RuntimeError: CUDA error: device-side assert triggered when testing trained custom data

hello, I tried to test self-train weight using vit base, and here is following errors:

Traceback (most recent call last): File "test.py", line 70, in num_query) File "/home/pengyuzhou/workspace/TransReID/processor/processor.py", line 162, in do_inference feat = model(img, cam_label=camids, view_label=target_view) File "/home/pengyuzhou/miniconda3/envs/transreid/lib/python3.7/site-packages/torch/nn/modules/module.py", line 727, in _call_impl result = self.forward(*input, kwargs) File "/home/pengyuzhou/workspace/TransReID/model/make_model.py", line 310, in forward features = self.base(x, cam_label=cam_label, view_label=view_label) File "/home/pengyuzhou/miniconda3/envs/transreid/lib/python3.7/site-packages/torch/nn/modules/module.py", line 727, in _call_impl result = self.forward(*input, *kwargs) File "/home/pengyuzhou/workspace/TransReID/model/backbones/vit_pytorch.py", line 414, in forward x = self.forward_features(x, cam_label, view_label) File "/home/pengyuzhou/workspace/TransReID/model/backbones/vit_pytorch.py", line 402, in forward_features x = blk(x) File "/home/pengyuzhou/miniconda3/envs/transreid/lib/python3.7/site-packages/torch/nn/modules/module.py", line 727, in _call_impl result = self.forward(input, kwargs) File "/home/pengyuzhou/workspace/TransReID/model/backbones/vit_pytorch.py", line 190, in forward x = x + self.drop_path(self.mlp(self.norm2(x))) RuntimeError: CUDA error: device-side assert triggered

and here is the training configure file:

vit_base.yml MODEL: PRETRAIN_CHOICE: 'imagenet' PRETRAIN_PATH: '/home/pengyuzhou/.cache/torch/jx_vit_base_p16_224-80ecf9dd.pth' METRIC_LOSS_TYPE: 'triplet' IF_LABELSMOOTH: 'off' IF_WITH_CENTER: 'no' NAME: 'transformer' NO_MARGIN: True DEVICE_ID: ('1') TRANSFORMER_TYPE: 'vit_base_patch16_224_TransReID' STRIDE_SIZE: [16, 16]
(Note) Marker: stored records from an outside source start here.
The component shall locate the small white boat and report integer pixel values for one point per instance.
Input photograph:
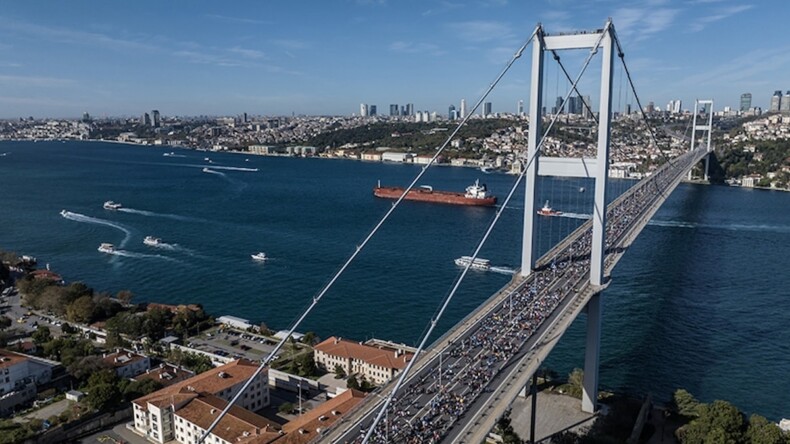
(261, 256)
(110, 205)
(548, 211)
(152, 241)
(477, 264)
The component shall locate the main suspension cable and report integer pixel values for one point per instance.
(435, 320)
(317, 298)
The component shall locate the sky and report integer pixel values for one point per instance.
(325, 57)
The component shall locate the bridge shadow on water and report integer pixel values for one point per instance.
(642, 339)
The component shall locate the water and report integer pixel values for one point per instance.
(698, 302)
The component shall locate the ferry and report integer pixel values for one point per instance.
(152, 241)
(259, 256)
(477, 264)
(548, 211)
(110, 205)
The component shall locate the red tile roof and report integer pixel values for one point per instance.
(381, 357)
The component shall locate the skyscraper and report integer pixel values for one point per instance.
(776, 101)
(746, 102)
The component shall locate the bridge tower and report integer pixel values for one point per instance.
(596, 168)
(708, 104)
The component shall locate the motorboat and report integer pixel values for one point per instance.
(152, 241)
(110, 205)
(477, 263)
(548, 211)
(261, 256)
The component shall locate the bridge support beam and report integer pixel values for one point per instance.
(529, 250)
(592, 355)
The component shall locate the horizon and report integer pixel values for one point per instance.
(204, 59)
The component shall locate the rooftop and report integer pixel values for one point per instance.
(237, 426)
(382, 357)
(211, 381)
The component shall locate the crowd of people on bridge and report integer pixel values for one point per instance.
(479, 354)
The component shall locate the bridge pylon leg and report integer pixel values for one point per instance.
(592, 355)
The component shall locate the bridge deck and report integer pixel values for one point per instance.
(462, 402)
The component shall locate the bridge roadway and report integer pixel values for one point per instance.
(491, 354)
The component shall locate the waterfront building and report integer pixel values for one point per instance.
(126, 363)
(746, 102)
(376, 364)
(154, 414)
(19, 376)
(776, 101)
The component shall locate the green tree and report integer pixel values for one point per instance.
(685, 404)
(762, 431)
(719, 421)
(103, 396)
(81, 310)
(41, 335)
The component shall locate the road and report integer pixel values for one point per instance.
(474, 368)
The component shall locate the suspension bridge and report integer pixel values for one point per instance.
(458, 387)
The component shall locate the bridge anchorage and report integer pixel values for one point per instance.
(458, 387)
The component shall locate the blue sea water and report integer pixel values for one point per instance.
(699, 302)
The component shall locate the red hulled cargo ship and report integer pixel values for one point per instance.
(475, 195)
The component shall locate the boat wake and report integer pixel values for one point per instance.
(251, 170)
(502, 270)
(211, 171)
(96, 221)
(132, 254)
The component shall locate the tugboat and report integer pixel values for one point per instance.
(110, 205)
(152, 241)
(260, 257)
(548, 211)
(477, 264)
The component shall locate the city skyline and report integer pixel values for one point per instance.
(326, 59)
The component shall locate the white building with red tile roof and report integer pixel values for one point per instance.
(154, 414)
(377, 364)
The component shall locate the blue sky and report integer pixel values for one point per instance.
(59, 59)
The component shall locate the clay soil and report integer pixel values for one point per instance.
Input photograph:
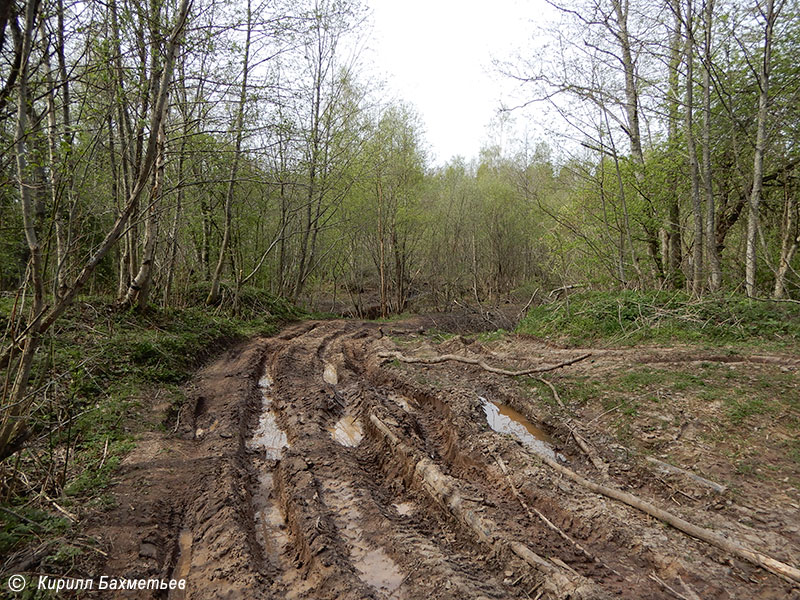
(306, 466)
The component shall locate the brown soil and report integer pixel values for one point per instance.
(392, 484)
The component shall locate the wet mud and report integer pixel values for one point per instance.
(318, 471)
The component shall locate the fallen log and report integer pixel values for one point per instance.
(734, 547)
(433, 360)
(443, 489)
(662, 466)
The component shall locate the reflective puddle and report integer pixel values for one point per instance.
(374, 566)
(404, 508)
(347, 431)
(268, 436)
(402, 401)
(329, 374)
(504, 419)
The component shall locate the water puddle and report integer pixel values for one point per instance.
(374, 566)
(347, 431)
(268, 436)
(270, 525)
(329, 374)
(504, 419)
(185, 540)
(404, 508)
(402, 401)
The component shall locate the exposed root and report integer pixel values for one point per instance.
(736, 548)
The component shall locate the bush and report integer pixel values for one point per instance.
(657, 316)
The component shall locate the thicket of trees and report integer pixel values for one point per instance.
(165, 150)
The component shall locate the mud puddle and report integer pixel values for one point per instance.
(268, 436)
(347, 431)
(373, 564)
(329, 374)
(504, 419)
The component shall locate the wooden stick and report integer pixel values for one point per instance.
(663, 584)
(553, 389)
(719, 488)
(476, 361)
(787, 572)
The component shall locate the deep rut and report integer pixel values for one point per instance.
(360, 479)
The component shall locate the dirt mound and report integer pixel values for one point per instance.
(307, 467)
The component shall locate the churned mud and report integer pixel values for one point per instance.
(306, 466)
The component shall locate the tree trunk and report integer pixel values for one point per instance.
(758, 158)
(713, 262)
(213, 294)
(791, 238)
(697, 208)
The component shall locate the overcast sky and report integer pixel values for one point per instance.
(437, 55)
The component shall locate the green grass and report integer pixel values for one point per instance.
(630, 317)
(94, 375)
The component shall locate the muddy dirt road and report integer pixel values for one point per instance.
(309, 467)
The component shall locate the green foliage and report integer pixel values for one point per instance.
(14, 530)
(629, 317)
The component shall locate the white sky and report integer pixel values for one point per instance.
(437, 55)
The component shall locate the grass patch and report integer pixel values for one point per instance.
(631, 317)
(95, 373)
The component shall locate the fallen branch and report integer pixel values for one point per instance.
(555, 393)
(596, 460)
(736, 548)
(433, 360)
(531, 511)
(662, 466)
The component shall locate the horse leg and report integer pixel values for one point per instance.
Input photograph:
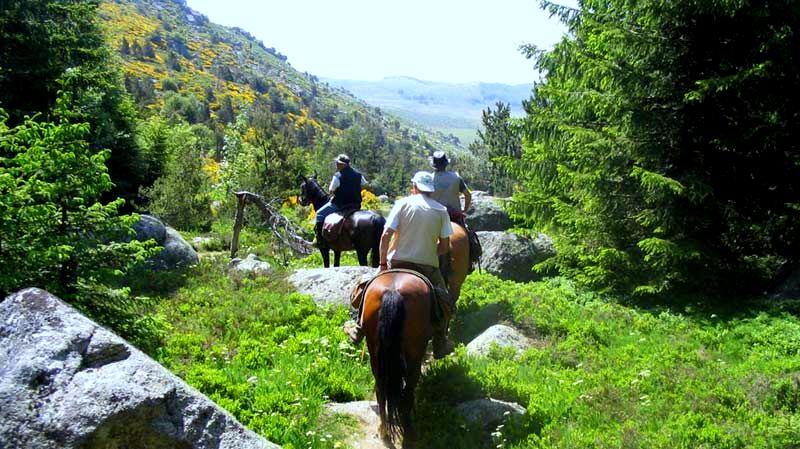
(362, 256)
(383, 427)
(408, 402)
(326, 257)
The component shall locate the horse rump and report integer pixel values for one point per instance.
(391, 366)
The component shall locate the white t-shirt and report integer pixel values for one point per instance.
(335, 182)
(419, 222)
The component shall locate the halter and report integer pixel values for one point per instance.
(313, 192)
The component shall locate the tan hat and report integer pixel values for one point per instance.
(424, 181)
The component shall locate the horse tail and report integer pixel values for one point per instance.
(391, 365)
(378, 224)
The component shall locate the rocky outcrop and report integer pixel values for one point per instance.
(501, 336)
(66, 382)
(511, 256)
(251, 266)
(330, 286)
(490, 412)
(487, 213)
(176, 253)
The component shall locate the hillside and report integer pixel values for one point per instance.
(450, 108)
(180, 65)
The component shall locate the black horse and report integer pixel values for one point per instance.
(362, 229)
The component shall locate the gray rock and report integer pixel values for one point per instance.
(177, 253)
(490, 412)
(251, 265)
(199, 243)
(149, 227)
(511, 256)
(487, 213)
(330, 286)
(501, 336)
(66, 382)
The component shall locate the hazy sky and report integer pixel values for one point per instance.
(436, 40)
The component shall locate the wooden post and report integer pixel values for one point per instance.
(237, 225)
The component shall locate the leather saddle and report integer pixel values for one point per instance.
(334, 225)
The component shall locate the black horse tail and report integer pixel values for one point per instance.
(378, 224)
(391, 365)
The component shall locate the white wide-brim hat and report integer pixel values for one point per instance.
(424, 181)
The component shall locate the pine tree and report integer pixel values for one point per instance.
(662, 146)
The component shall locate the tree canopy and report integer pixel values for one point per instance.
(661, 145)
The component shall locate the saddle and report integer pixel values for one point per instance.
(333, 227)
(440, 309)
(475, 248)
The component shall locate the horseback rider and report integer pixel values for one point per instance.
(419, 230)
(345, 187)
(449, 186)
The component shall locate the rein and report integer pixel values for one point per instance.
(315, 192)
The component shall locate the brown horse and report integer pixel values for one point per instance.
(396, 320)
(459, 260)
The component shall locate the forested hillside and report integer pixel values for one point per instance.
(654, 171)
(250, 109)
(452, 108)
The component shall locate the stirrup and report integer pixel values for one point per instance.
(442, 349)
(353, 331)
INPUT: SIZE_TRAIN: [256, 128] SIZE_TEST: [256, 128] PROB: 0.5 # random horizontal flip RE_PROB: 0.5 # random erasing PADDING: 10 PIXEL_MEAN: [0.5, 0.5, 0.5] PIXEL_STD: [0.5, 0.5, 0.5]
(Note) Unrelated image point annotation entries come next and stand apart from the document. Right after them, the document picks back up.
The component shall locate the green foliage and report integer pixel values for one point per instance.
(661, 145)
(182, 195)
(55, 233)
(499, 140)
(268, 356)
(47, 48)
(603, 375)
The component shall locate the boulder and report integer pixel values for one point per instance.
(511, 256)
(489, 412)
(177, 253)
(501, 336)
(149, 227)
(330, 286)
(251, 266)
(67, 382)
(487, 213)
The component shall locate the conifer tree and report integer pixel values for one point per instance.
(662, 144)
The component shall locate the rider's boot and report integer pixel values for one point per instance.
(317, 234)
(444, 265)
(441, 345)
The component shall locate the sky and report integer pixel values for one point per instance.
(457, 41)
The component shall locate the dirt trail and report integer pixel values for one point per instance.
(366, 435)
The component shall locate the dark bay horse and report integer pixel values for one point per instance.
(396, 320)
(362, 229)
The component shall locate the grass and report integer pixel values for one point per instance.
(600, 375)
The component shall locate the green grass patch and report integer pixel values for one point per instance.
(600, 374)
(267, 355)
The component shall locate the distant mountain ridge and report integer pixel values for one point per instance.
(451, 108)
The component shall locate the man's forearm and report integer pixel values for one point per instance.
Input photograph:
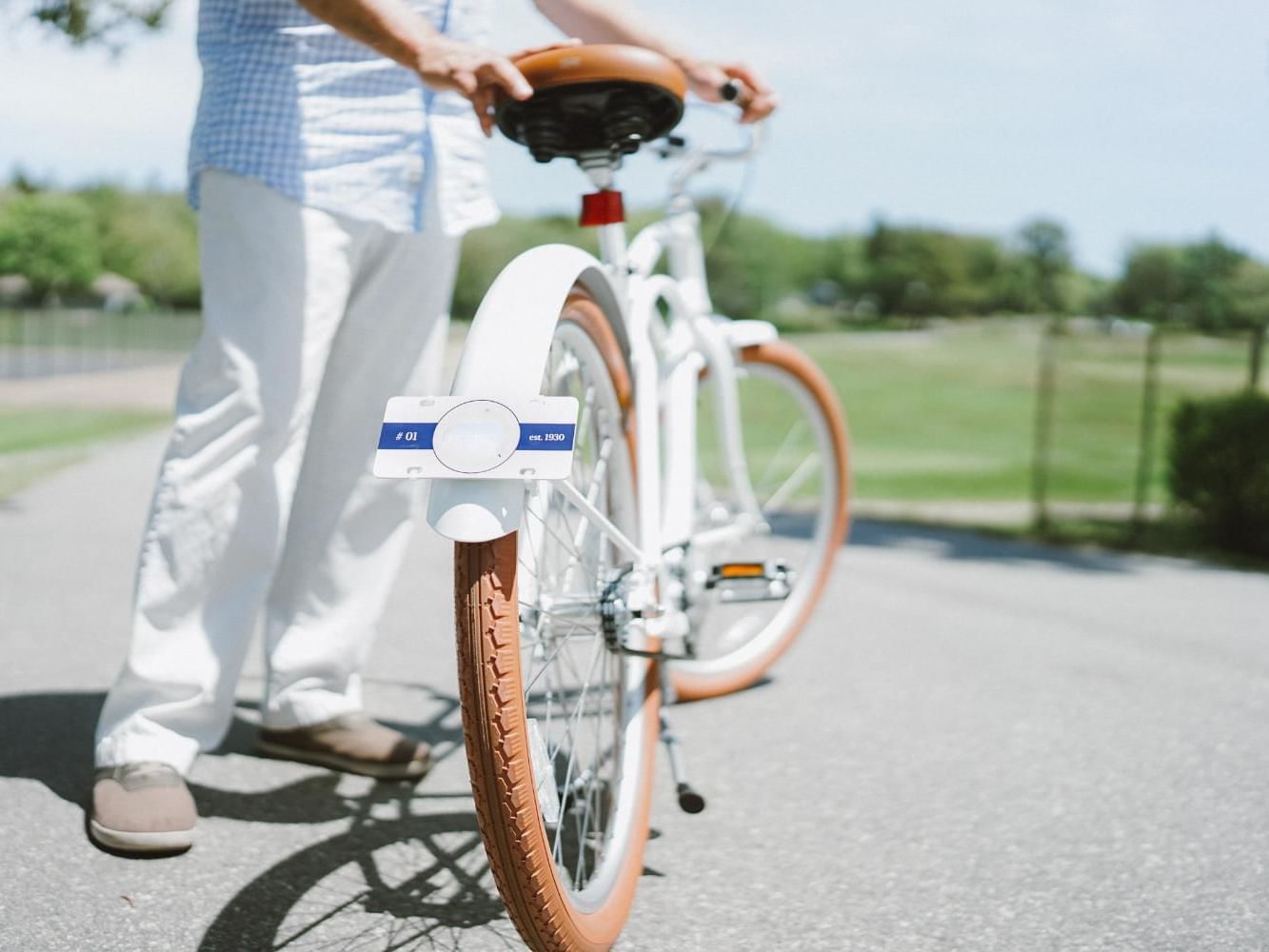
(595, 22)
(388, 27)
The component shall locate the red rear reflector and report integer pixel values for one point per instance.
(602, 208)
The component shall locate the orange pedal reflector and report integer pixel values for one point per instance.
(742, 570)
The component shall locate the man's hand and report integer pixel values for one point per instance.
(392, 29)
(477, 72)
(707, 80)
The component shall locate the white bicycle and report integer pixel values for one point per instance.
(612, 552)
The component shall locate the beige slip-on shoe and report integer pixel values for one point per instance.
(142, 809)
(353, 743)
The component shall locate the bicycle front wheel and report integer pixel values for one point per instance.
(560, 727)
(795, 438)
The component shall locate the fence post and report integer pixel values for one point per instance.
(1146, 441)
(1046, 387)
(1258, 347)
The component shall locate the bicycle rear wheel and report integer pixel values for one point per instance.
(795, 441)
(560, 729)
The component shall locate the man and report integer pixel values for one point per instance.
(335, 164)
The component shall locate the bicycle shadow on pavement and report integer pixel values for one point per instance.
(400, 878)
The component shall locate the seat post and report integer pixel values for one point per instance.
(603, 209)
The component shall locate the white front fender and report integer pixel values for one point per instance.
(504, 357)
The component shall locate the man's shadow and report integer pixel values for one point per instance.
(397, 866)
(49, 738)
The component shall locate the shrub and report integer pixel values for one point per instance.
(1219, 466)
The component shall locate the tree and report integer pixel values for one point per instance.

DATASETS: NAMES: ('dukemtmc') ROOT_DIR: ('/home/pengyuzhou/workspace/TransReID/data')

DATALOADER: SAMPLER: 'softmax_triplet' NUM_INSTANCE: 4 NUM_WORKERS: 8

SOLVER: OPTIMIZER_NAME: 'SGD' MAX_EPOCHS: 120 BASE_LR: 0.008 IMS_PER_BATCH: 256 WARMUP_METHOD: 'linear' LARGE_FC_LR: False CHECKPOINT_PERIOD: 9 LOG_PERIOD: 50 EVAL_PERIOD: 120 WEIGHT_DECAY: 1e-4 WEIGHT_DECAY_BIAS: 1e-4 BIAS_LR_FACTOR: 2

TEST: EVAL: True IMS_PER_BATCH: 128 RE_RANKING: False WEIGHT: 'output.pt' NECK_FEAT: 'before' FEAT_NORM: 'yes'

OUTPUT_DIR: '/home/pengyuzhou/workspace/TransReID/logs'

here is test configure file:

vit_transreid.yml MODEL: PRETRAIN_CHOICE: 'imagenet' PRETRAIN_PATH: '/home/pengyuzhou/.cache/torch/jx_vit_base_p16_224-80ecf9dd.pth' METRIC_LOSS_TYPE: 'triplet' IF_LABELSMOOTH: 'off' IF_WITH_CENTER: 'no' NAME: 'transformer' NO_MARGIN: True DEVICE_ID: ('3') TRANSFORMER_TYPE: 'vit_base_patch16_224_TransReID' STRIDE_SIZE: [16, 16] SIE_CAMERA: True SIE_COE: 3.0 JPM: True RE_ARRANGE: True

INPUT: SIZE_TRAIN: [256, 128] SIZE_TEST: [256, 128] PROB: 0.5 # random horizontal flip RE_PROB: 0.5 # random erasing PADDING: 10 PIXEL_MEAN: [0.5, 0.5, 0.5] PIXEL_STD: [0.5, 0.5, 0.5]

DATASETS: NAMES: ('dukemtmc') ROOT_DIR: ('/home/pengyuzhou/workspace/TransReID/data')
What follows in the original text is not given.